The investigative report faulted Blackwater for hiring inexperienced pilots and violating its own policy of ensuring at least one pilot had at least 30 days flying in country. Paul Hooper, Blackwater Afghanistan site manager, said in an e-mail, "By necessity, the initial group hired to support the Afghanistan operation did not meet the criteria identified in e-mail traffic and had some background and experience shortfalls overlooked in favor of getting the requisite number of personnel on board to start up the contract." The NTSB also faulted the Department of Defense and Federal Aviation Administration for not providing sufficient oversight of its contractors. One of the most damning parts of the report stated that Spc. Miller, who had survived the initial crash, would have survived had he received appropriate medical assistance within eight hours.

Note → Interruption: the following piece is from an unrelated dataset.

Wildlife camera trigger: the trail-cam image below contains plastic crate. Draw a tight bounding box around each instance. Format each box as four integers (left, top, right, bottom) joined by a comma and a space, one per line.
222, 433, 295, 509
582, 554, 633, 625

Both pilots were experienced in flying in the United States. Noel English, the pilot in command, had been a bush pilot in Alaska while Loren Hammer, the first officer, had been a fire pilot, flying smokejumpers into wildfires. They were highly trained in flying through rugged terrain at low altitudes. Nevertheless, flying in the United States is much different than flying in Afghanistan where weather forecasting and air traffic control are largely nonexistent, and peaks are much higher.

==Lawsuit==

As more evidence presented itself about the circumstances of the crash, it became clear that the fault for the crash lay on the negligence of the pilots and Blackwater; the families of the Army soldiers killed in the crash filed a lawsuit against the company. In a statement, the lawyer for the plaintiffs said that Blackwater had been "cutting corners" in regards to its contract services and as a result had put American troops at risk. Initially, the company tried to claim immunity from litigation because it was employed by the Department of Defense and therefore could not be sued. It also claimed protection under the Federal Tort Claims Act. This defense was rejected by District Court Judge John Antoon. Blackwater then claimed protection under the Feres doctrine, which gave immunity to the government from lawsuits filed by servicemen injured while in military service. Antoon rejected this defense as well, ruling that the Feres doctrine was solely applicable to the government, not contractors. Every motion made by Blackwater to have the case dismissed was denied.

==Aftermath==

As a result of the crash the U.S. military suspended Blackwater operations in Afghanistan for one month but nonetheless renewed their contract for $92 million. Blackwater aircraft were refitted with flight trackers and a new policy required all flights to have at least one experienced crew member in the cockpit.